Diminuer l’usage des antibiotiques, c'est accroître la performance globale de l’exploitation. Diminuer l’usage des antibiotiques et améliorer la performance globale d'une exploitation est possible.

  • C'est favoriser la santé de tous

Moins d’antibiotiques, c’est moins de risque de résistances chez les bactéries qui circulent entre les animaux, les humains et l’environnement des fermes. C'est également protéger le consommateur et l’environnement.
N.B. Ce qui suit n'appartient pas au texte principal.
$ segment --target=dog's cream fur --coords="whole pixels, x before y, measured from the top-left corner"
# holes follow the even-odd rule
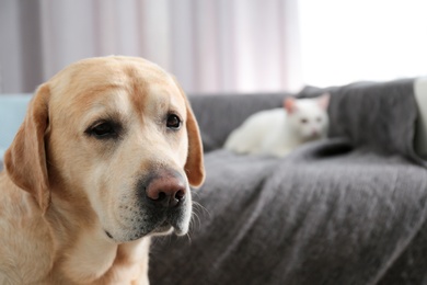
[[[178,130],[165,126],[171,112]],[[118,122],[120,134],[90,135],[99,119]],[[187,232],[188,184],[205,176],[185,94],[158,66],[130,57],[85,59],[41,86],[4,164],[0,284],[148,284],[150,237]],[[188,190],[169,226],[139,202],[138,183],[153,169],[177,172]]]

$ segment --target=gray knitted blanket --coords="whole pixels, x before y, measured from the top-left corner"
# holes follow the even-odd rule
[[[191,233],[153,242],[152,284],[427,284],[427,170],[413,148],[413,81],[330,91],[330,138],[285,159],[220,149],[227,135],[210,130],[222,111],[193,101],[197,116],[216,122],[200,127],[217,145],[194,191],[201,206]],[[236,125],[229,115],[223,124]]]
Comment limiter le recours aux antibiotiques ?

  • Améliorer la prévention des maladies, notamment par l’hygiène et la biosécurité dans les élevages

La mise en œuvre de mesures de biosécurité et d’hygiène dans les élevages, ainsi qu’au sein des établissements de soins vétérinaires, permet de réduire l’introduction et la dissémination des organismes pathogènes.

  • Maintenir les animaux en bonne santé grâce à la vaccination et en améliorant leurs conditions de vie

La vaccination des animaux contribue à la prévention sanitaire. Les effets positifs de la vaccination sont démontrés.
Elle doit être couplée à de bonnes pratiques d’élevage : qualité de l’alimentation, de l’eau de boisson, du logement. Le bien-être des animaux contribue également à leur bonne santé.

  • Soutenir la recherche pour favoriser l’accès à des produits de santé efficaces et économiques, autres que les antibiotiques

La recherche dans le domaine des traitements alternatifs permettant de lutter contre les bactéries (phytothérapie, aromathérapie, phagothérapie…) sera développée.

 

La mobilisation des éleveurs, des propriétaires d’animaux de compagnie, des vétérinaires et de tous les acteurs du sanitaire en élevage est essentielle pour relever ce défi.